Mais au cours du psaume, sans raison apparente, le psalmiste change de discours. Il commence par "Combien de temps vas-tu m'oublier", mais finit par "je chanterai le Seigneur pour le bien qu'il m'a fait". Non pas parce que tous ses problèmes ont disparu comme par magie. Il disait: "combien de temps aurai-je l'âme en peine", mais ajoute bientôt: "moi je prends appui sur ton amour". Il demande "donne la lumière à mes yeux", et cette lumière lui est donné. Il passe de cette "âme en peine" chagrinée par tous les obstacles à sa volonté propre, à la "joie du salut" après avoir pris appui sur l'amour de Dieu, et sur sa Volonté.

 

Il en va souvent de même dans ma prière.
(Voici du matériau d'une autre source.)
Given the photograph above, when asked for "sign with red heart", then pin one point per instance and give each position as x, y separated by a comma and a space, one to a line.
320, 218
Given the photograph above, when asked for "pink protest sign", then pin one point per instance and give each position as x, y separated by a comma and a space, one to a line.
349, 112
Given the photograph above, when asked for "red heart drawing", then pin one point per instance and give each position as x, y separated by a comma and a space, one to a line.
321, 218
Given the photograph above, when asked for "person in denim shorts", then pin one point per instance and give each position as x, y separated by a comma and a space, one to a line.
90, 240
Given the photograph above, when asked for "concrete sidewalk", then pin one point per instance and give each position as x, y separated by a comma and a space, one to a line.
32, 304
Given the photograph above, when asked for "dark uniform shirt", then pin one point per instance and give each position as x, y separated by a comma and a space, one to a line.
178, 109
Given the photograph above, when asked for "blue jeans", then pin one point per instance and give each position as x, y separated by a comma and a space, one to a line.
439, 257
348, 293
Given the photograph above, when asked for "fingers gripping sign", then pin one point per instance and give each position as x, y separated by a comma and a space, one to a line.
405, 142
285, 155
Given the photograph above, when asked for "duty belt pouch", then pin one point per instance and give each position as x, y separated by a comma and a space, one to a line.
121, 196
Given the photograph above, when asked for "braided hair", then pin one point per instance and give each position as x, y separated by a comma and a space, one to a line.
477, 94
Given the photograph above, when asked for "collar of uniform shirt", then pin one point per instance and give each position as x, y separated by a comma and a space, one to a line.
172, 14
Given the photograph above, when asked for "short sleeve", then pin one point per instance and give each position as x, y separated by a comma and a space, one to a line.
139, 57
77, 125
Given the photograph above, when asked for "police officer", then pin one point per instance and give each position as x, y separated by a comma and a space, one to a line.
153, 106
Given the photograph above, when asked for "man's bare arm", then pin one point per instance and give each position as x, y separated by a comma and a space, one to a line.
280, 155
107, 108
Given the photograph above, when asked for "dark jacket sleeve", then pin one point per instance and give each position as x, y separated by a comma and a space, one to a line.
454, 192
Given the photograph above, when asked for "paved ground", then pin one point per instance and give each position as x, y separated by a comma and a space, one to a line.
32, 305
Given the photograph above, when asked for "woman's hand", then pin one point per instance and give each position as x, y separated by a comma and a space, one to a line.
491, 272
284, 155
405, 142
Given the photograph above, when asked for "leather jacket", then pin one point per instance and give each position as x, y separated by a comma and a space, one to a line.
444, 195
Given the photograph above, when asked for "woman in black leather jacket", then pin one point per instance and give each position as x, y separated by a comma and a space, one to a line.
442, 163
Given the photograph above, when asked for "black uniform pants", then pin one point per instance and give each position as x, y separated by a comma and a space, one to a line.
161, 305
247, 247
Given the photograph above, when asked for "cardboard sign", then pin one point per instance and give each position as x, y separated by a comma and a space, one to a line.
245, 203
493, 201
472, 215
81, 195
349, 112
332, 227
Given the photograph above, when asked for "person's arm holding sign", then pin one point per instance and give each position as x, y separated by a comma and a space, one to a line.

Je pars d'un problème qui m'obsède, ou d'une angoisse, et ma position change complètement au cours de la prière. Je considère ce qui me fait souci non plus du point de vue de ma volonté, mais de celle de Dieu, et non seulement le mal parait moins grand, mais je vois toutes les traces dans les évènements récents de l'amour de Dieu, là ou je me croyais abandonné, et je veux rendre Grâce.

 

Ainsi j'étais parti en retraite cet été avec le coeur soucieux, pour des raisons d'ordre privé. Au soir du deuxième jour, j'étais en larmes (pas pour des raisons objectivement graves, mais la solitude de la retraite a un peu accentué ma tendance naturelle à dramatiser), et je suppliais le Seigneur de faire quelque chose pour moi. Et mes problèmes ne se sont pas résolus pour autant immédiatement, mais j'ai été grandement réconforté par la prière, et à partir du troisième jour j'avais tout le temps envie de rire tellement j'étais heureux. Je ne dis pas que ça arrive lors de toutes les retraites de manière aussi spectaculaire (et souvent même cette action de l'Esprit Saint s'opère à mon insu, hors de toute gratification sensible), mais j'avais fait l'expérience d'une forme de sacrifice permis par la prière, celui de ma volonté: je ne voyais pas ma vie telle que je la voulais, mais telle que Dieu la veut. Et j'en sortais réconforté et ressourcé.

 

Un prêtre que je connais a coutume de dire que le "Que ta Volonté soit faite" est le plus beau passage du Notre Père. Depuis cet été, j'y pense souvent, et je comprends de plus en plus que le sacrifice implicite de ma volonté qui est formulé dans cette demande ne revient pas à mutiler mon désir et ma recherche du bonheur, mais à les accomplir, c'est-à-dire que je découvre concrètement que la Volonté de Dieu n'est pas seulement un Tout Autre abstrait, mais qu'elle a toujours pour objet mon amour et pour conséquence mon salut, mais pris dans une perspective plus vaste que je ne saurais l'imaginer. Et même si ma vie future sur terre, sur un plan purement matériel, devait n'être que souffrance et mort, je sais que Dieu est présent avec moi, et qu'il sème une à une les germes de mon bonheur futur et de celui de de mon prochain. Il suffit de se tenir attentif pour les voir et les faire fructifier.

 

Notre Père, que Ta Volonté soit faite.